Cyber awareness on the up but businesses leaving doors open for attackers to target sensitive data and assets through ‘ghost employees’


British businesses are still failing to lock down access to key, business critical data, as nearly half of UK employees have or have had access to sensitive company information, according to a new study by CyberArk. Its survey of more than 1000 UK office workers, published today, has revealed that organisations’ cyber security practices are enabling a heightened insider threat. Specifically, it found that huge numbers of employees have or have had access to mission critical company systems which should be reserved only for staff that require it:

  • Almost half (48%) of employees have or have had access to sensitive financial documents
  • 46% have or have had access to confidential HR information
  • Nearly a third (29%) have or have had direct access to company bank accounts
  • 37% have or have had access to research and development plans or blueprints for new products/services

These alarming figures show far more employees have access to critical information than is necessary and demonstrate the need for UK businesses to limit how employees access sensitive data in order to better protect themselves and their customers.

Beware ghost employees

As seen with nearly every recent major cyber breach, from Uber to Sing Health, credential theft remains the most common and effective route to a successful cyber-attack. A lax approach to protecting high-value ‘privileged’ accounts can directly elevate the risk of such an attack or a major data breach, in the event of employees’ credentials being harvested. Managing privilege is therefore essential but, according to the study, many British businesses are failing to lock down these key accounts following changes in personnel. One in five (21%) office workers admitted leaving a job with login details for at least one confidential company system such as its internal servers, financial performance data and HR databases, potentially allowing ‘ghost’ employees - former staff members with working login details and credentials - unauthorised access to sensitive company data outside of an organisation’s security purview.

These ‘ghost’ individuals pose a substantial threat, according to Rich Turner, VP EMEA at CyberArk: “Ghost employees are a major concern for any organisation – they not only elevate the risk of key company applications, tools and data being breached in the event of a cyber-attack, but also provide a potential route for disgruntled employees or rival businesses to manipulate existing data, causing serious administrative and financial damage.

“These findings are symptomatic of the misguided cyber spending habits of UK PLC. We continue to devote huge sums to perimeter defences when the smarter approach is to assume the inevitable – that attacks will get in – and ensure that their access to sensitive assets and data is contained. “

Being cyber-sensible, but risk remains

However, the study did reveal that employees are developing a more involved approach to cybersecurity, showing that cyber education is having a positive effect and that British businesses can look forward to a more secure future. Nearly four in five (79%) office workers would immediately admit to IT if they opened a malicious attachment, while three quarters (75%) would voice their concerns if they didn’t understand communications from IT about security. This more involved approach to security is increasing their faith in their IT teams, with nearly three in four (74%) confident that their security team is effectively protecting the wider organisation against threats.
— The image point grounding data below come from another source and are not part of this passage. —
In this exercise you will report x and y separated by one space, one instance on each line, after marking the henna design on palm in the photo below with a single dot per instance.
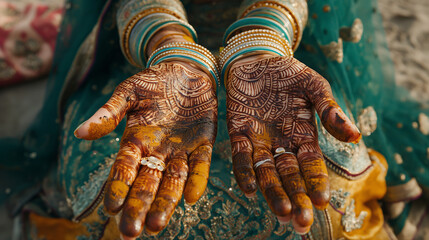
171 113
270 105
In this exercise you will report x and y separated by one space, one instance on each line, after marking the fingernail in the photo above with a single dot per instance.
283 220
76 134
250 195
125 237
302 233
150 233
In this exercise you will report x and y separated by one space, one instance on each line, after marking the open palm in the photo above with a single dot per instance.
171 113
272 126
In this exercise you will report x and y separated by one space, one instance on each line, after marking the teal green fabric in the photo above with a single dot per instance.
74 170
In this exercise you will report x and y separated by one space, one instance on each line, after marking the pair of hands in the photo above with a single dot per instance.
171 113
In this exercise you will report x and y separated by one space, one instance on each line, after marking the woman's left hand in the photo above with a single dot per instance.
272 126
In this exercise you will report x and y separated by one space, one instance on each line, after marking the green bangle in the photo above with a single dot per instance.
189 51
275 15
242 53
256 22
146 28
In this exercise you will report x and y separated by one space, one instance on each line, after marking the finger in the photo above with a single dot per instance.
199 168
270 184
332 116
302 210
139 200
315 174
121 177
109 115
169 194
243 164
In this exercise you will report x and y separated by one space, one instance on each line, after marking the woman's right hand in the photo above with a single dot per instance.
273 132
171 113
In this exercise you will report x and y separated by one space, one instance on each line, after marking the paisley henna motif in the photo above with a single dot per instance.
172 115
270 105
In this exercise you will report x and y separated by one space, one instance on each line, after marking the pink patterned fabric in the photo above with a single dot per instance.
27 40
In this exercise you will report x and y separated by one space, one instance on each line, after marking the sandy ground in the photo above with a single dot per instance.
407 31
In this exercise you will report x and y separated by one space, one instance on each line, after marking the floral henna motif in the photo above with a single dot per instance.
270 106
171 113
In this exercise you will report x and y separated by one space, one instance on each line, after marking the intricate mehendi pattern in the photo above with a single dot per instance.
171 115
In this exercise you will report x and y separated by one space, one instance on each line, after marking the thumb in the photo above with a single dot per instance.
331 115
109 115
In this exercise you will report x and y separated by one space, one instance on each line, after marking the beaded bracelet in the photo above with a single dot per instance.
146 28
190 52
252 42
295 11
132 13
260 22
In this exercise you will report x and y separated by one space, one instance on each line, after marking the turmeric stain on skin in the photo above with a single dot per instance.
150 134
175 140
98 130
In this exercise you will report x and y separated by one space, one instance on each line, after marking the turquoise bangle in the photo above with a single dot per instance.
177 56
157 27
244 51
137 35
145 29
276 15
172 48
255 21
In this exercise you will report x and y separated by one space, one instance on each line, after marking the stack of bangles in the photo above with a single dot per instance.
276 28
138 27
188 52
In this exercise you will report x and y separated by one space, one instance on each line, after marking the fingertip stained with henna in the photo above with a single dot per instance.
98 130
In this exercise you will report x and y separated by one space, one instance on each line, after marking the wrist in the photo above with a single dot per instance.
166 36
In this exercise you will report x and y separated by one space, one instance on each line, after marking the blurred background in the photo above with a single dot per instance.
22 89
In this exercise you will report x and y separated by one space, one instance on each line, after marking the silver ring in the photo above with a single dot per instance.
280 151
261 162
153 163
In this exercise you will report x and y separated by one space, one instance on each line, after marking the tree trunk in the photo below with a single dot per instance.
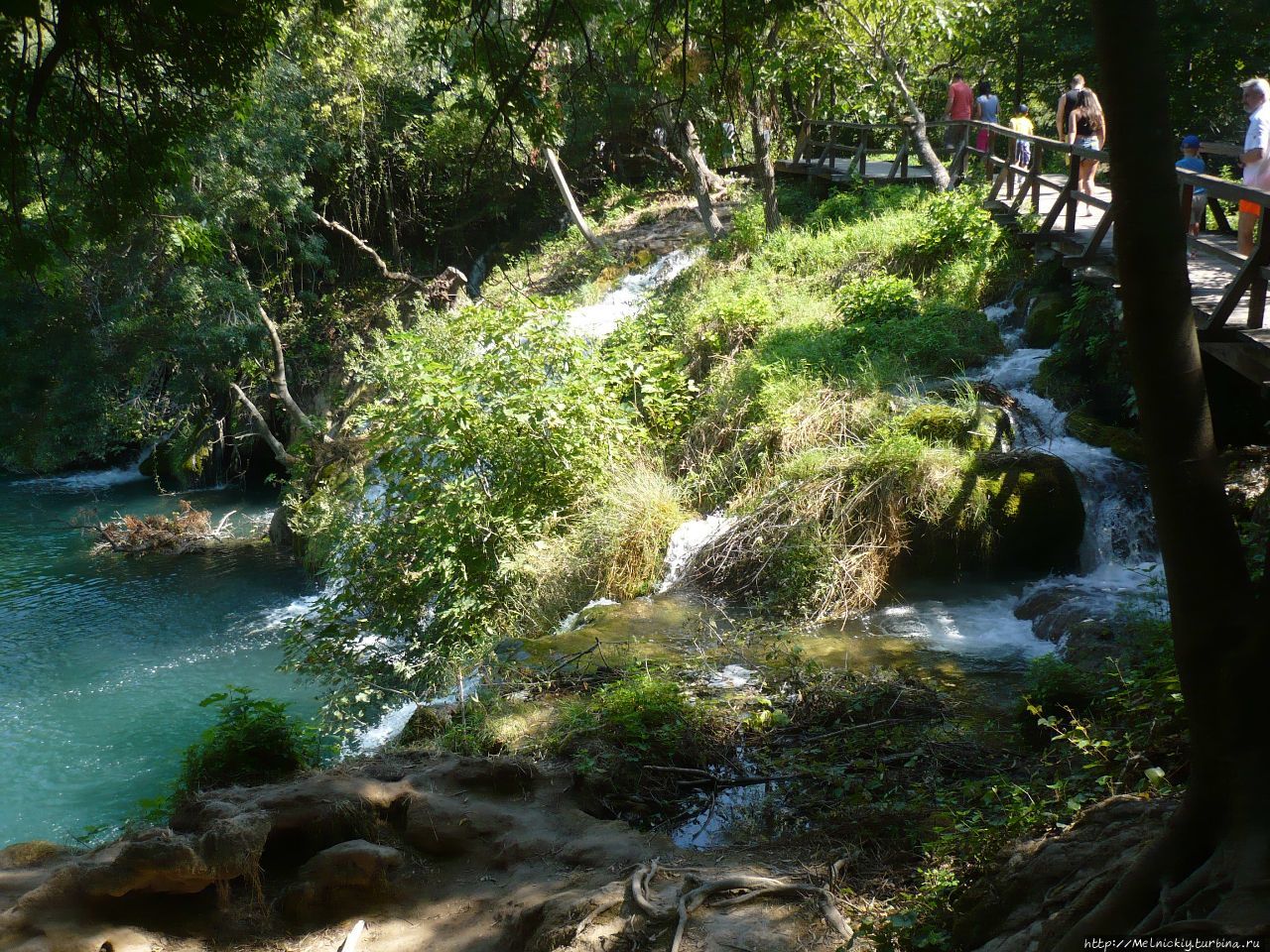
765 175
574 212
917 132
804 135
688 149
1218 844
698 172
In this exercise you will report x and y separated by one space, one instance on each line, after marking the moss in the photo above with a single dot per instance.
1014 515
1046 317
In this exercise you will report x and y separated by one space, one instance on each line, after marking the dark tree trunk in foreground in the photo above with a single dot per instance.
699 176
763 171
1210 870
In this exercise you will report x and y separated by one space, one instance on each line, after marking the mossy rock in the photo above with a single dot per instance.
979 429
1120 440
1035 515
1046 317
1016 515
183 460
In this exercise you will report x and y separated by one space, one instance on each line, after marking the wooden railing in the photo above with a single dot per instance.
844 148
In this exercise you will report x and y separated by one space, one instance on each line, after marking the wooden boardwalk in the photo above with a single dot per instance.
1228 291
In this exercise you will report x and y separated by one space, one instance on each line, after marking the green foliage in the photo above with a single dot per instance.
252 742
489 425
638 720
746 235
1088 367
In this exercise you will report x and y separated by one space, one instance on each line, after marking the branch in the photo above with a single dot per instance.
280 365
375 255
262 428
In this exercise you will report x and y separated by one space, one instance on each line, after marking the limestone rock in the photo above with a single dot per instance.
1043 887
1046 317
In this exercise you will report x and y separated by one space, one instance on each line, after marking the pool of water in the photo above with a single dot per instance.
104 657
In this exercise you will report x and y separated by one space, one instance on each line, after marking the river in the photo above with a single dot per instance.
103 658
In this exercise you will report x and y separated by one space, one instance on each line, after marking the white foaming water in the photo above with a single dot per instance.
84 481
690 538
395 719
630 295
1116 513
985 627
571 621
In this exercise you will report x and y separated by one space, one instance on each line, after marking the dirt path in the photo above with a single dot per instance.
441 853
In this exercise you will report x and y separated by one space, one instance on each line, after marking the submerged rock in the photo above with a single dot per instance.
1046 317
1016 513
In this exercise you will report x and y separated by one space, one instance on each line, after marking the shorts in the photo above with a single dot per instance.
953 136
1199 208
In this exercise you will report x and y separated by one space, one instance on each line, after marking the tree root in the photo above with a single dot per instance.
694 893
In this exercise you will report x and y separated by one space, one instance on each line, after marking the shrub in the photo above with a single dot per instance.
638 720
253 742
489 426
615 548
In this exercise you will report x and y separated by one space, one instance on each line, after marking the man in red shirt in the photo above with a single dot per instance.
960 103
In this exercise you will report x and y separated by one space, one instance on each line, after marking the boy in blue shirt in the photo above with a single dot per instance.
1191 162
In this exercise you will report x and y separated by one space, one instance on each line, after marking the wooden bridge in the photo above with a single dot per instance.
1047 208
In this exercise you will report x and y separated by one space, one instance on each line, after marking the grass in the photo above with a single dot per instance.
612 548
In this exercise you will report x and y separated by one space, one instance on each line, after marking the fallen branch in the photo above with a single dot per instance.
262 428
185 531
404 277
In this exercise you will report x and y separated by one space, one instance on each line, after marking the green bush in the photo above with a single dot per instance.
253 742
1088 367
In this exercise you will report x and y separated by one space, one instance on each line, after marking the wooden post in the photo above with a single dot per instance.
1074 185
1257 289
574 212
1038 167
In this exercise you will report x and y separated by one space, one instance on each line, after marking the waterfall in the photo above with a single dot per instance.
686 540
631 294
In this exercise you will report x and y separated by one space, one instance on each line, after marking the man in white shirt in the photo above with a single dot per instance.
1255 158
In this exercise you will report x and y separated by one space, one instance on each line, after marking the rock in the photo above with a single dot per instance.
350 873
426 724
33 853
353 864
984 428
1120 440
1040 888
1046 317
1019 513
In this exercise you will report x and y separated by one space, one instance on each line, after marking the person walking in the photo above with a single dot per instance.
959 108
1255 157
1192 162
1067 102
1087 128
1021 123
987 108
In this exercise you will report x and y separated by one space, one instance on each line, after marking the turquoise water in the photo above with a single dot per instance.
103 658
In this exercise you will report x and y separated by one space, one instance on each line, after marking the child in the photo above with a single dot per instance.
1191 162
1021 123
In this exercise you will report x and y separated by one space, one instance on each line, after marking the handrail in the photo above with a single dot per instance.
1079 246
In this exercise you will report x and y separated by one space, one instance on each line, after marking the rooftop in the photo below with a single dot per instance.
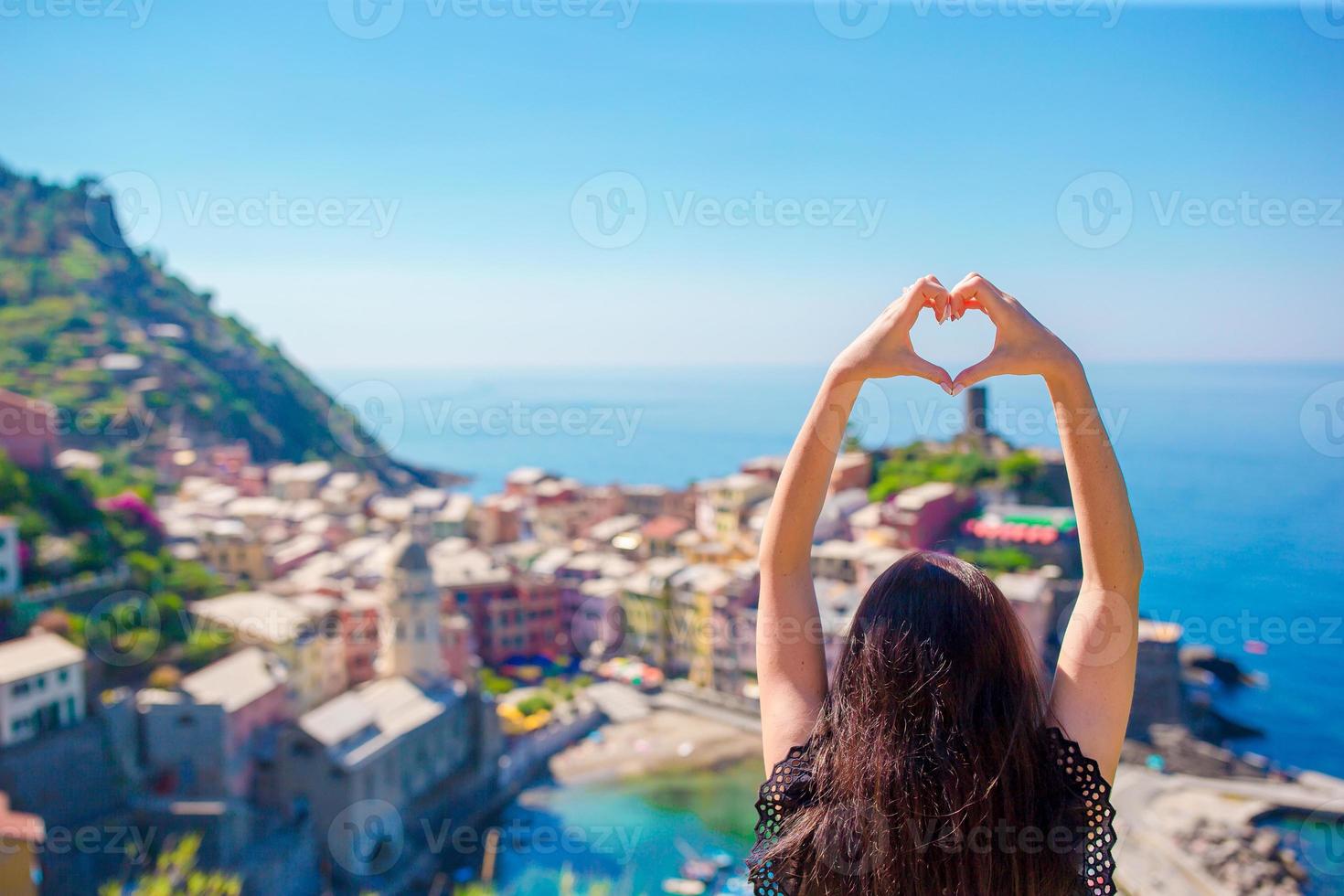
34 655
915 497
235 681
256 615
362 723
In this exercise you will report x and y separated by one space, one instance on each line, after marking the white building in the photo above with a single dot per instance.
40 687
8 555
414 649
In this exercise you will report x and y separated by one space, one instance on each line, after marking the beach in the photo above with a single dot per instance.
664 741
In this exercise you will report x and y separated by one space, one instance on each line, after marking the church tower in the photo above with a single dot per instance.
414 607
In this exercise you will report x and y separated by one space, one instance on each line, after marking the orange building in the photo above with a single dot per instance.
20 838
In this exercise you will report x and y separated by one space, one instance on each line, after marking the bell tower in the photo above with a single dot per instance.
414 606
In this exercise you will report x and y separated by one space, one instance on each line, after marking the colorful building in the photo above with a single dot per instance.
205 738
22 837
925 515
286 629
11 571
42 687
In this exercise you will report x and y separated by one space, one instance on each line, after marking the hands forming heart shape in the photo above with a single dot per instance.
1023 346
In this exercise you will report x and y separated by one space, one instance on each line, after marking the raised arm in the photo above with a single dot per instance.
1094 681
791 660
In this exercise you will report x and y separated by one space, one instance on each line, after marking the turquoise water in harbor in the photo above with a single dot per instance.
1240 501
629 832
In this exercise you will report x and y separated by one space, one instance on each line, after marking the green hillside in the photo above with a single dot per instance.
103 332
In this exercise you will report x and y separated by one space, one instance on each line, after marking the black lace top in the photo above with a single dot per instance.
789 787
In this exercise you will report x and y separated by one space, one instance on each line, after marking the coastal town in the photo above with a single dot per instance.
371 663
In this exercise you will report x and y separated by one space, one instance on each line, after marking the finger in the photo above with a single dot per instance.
977 372
928 292
932 372
955 305
977 292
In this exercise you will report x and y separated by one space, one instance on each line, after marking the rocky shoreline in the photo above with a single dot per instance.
1249 860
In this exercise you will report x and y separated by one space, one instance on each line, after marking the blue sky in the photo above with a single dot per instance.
781 180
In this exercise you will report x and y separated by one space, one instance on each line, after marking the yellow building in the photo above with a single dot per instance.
722 504
231 549
692 595
315 655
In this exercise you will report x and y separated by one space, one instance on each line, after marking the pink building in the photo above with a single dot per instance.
852 470
459 646
926 513
27 430
359 617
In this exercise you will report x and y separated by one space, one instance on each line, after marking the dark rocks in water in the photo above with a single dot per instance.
1223 669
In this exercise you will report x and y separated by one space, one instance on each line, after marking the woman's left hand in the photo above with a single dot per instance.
884 348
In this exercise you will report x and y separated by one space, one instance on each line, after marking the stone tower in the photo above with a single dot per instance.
414 607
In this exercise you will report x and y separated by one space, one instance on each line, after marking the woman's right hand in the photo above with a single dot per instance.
1023 346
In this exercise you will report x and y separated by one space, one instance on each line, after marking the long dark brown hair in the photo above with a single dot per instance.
932 763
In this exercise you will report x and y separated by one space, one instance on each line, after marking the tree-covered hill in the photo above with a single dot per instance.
103 332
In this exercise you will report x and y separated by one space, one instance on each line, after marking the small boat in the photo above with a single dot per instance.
700 869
However, this confidence contrasts with the behaviour of many existing employees, who are still exhibiting poor cyber practices. Large numbers are still failing to admit their cyber indiscipline to their security teams, according to CyberArk’s survey: it found that more than half (54%) don’t admit when they let colleagues use their login details, and 45% don’t inform their IT team when they download an unauthorised app onto their work device. Such behaviours are significantly increasing their employers’ risk exposure by leaving their IT systems and accounts vulnerable to the escalation of privileges during a subsequent attack.

Securing the future of the workplace

As well as assessing office workers’ current approach to cybersecurity, the study also explored how evolutions in workplace habits and technologies are changing the security landscape. Encouragingly, it revealed that many organisations are beginning to integrate cutting-edge new security technologies into their strategies, with nearly one in five (19%) office workers reporting that their IT security team is experimenting with biometric security techniques, including fingerprint and retinal scans and embedded microchips.

Nonetheless, despite firms demonstrating a willingness to experiment with new forms of authentication, securing innovative new platforms remains a challenge. Smart devices in particular present a great cause for concern, with 40% of employees reporting that their IT security team is failing to effectively secure IoT and BYOD devices, providing attackers with another privileged pathway to exploit. As these technologies become more and more prevalent, it’s vital that their access to company tools and applications is managed in the same way as any other device within a corporate network.

Summarising the findings, David Higgins, Director of Customer Development EMEA at CyberArk, commented: “Whether for new wearable devices or more established business development, HR or payroll systems, a lack of credentials management means UK organisations remain vulnerable to the seizure of critical company IP through credentials-based attacks. Forging a more secure digital future begins with adopting an effective privileged access management policy, which limits individuals’ ability to escalate privileges and subsequently reduces their access to sensitive systems – ultimately reducing the number of vectors attackers can seek to exploit.”